Cannabinoid Derivatives Show Therapeutic Potential in Mouse Model, But EHP-102 Still Superior
Emerald Health Pharmaceuticals announced that two of its cannabinoid-derived candidates — CBGA-Q and CBGA-Q-Na Salt — showed anti-inflammatory and neuroprotective effects in a mouse model of Huntington’s disease.
However, these benefits were not superior to those obtained from treatment with the company’s already patented EHP-102 compound.
The findings, “Comparison of the neuroprotective activity of cannabigerol derivatives in Huntington’s and Parkinson’s disease models,” were presented in a scientific poster during the 29th Annual Symposium of the International Cannabinoid Research Society (ICRS), held recently in Bethesda, Md.

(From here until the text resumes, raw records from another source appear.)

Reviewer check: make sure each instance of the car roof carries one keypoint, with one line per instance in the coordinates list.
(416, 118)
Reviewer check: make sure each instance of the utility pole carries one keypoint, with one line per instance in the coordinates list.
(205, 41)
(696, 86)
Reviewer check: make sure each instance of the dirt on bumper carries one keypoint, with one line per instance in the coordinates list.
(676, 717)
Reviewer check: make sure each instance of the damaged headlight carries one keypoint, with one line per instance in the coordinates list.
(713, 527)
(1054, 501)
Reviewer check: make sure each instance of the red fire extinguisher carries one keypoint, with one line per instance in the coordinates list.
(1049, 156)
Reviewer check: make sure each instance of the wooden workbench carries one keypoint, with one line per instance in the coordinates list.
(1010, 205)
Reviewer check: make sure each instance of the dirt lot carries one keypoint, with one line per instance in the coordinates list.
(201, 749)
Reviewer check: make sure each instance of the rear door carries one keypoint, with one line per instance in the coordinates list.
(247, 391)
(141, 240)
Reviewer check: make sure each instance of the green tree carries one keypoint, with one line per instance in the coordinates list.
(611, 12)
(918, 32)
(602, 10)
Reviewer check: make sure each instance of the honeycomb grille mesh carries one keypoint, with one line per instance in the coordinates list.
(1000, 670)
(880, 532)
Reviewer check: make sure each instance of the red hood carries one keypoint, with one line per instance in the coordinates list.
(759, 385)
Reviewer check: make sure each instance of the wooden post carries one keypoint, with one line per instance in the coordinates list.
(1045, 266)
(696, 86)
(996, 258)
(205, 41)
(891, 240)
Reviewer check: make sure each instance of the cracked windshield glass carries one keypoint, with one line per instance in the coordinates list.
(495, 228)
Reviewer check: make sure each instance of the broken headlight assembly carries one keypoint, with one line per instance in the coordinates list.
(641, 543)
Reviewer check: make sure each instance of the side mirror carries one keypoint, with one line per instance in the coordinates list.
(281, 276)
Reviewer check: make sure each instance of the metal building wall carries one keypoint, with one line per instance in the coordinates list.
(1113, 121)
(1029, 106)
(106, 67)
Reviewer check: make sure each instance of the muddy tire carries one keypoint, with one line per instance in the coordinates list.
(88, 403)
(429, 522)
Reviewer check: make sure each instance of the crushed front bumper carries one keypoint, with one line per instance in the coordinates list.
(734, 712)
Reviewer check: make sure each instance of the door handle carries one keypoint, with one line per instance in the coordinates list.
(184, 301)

Cannabinoids and other players of the endogenous cannabinoid system — a widespread neuromodulatory network involved in central nervous system development and in responses to in-body and environmental stimuli — are known to exert neuroprotective effects. They have been investigated in a variety of conditions, including brain trauma, spinal injury, Alzheimer’s disease, Parkinson’s disease, and Huntington’s disease.
EHP-102, a compound derived from the non-psychotrophic cannabinoid called cannabigerol (CBG), has previously been shown to reduce inflammation and neuronal loss in mouse models of Parkinson’s and Huntington’s diseases.
It was modified to carry a more potent activity against the peroxisome proliferator-activated receptor gamma, PPARy, a key molecular target for the treatment of Huntington’s, as well as target other pathways involved in neuronal survival.
CBGA-quinone, called CBGA-Q, and its water-soluble sodium salt, known as CBGA-Q-Na Salt, are two new molecules derived from cannabigerol acid being developed as possible treatments for Parkinson’s and Huntington’s.
To test these new compounds, researchers compared their activity with that of EHP-102.
In a mouse model of Huntington’s disease, all three compounds reduced clinical symptoms and neuronal loss. They all also inhibited the production of proinflammatory cytokines — a type of immune signalling molecules that promote inflammatory processes. However, when compared with the other two cannabigerol-acid derivatives, EHP-102 showed significantly better effects on multiple clinical parameters.
In a previous study, EHP-102 had been found to prevent neuronal loss in Huntington’s-like disease mouse models, improving motor deficits and antioxidant defenses in the brain.
EHP-102 has received orphan drug status from the U.S Food and Drug Administration (FDA), a designation given to therapies being developed to treat rare diseases. This allows Emerald Health to receive tax credits for clinical trials, federal grants, and exclusive marketing for the therapy.
“Patients with Huntington’s disease and Parkinson’s disease suffer from devastating physical and psychological symptoms,” Jim DeMesa, MD, CEO of Emerald Health Pharmaceuticals, said in a press release. “There is currently no cure for these diseases and so the results of the studies conducted by our scientific team and collaborators, which demonstrate the possible disease-modifying potential of EHP-102 and some of our other CBG-derivatives, are very encouraging as potential therapeutic treatments for these patients in the future.”
Given EHP-102’s “therapeutic superiority,” its developer plans to soon start the preclinical studies required to advance the compound toward clinical testing in both Parkinson’s and Huntington’s diseases.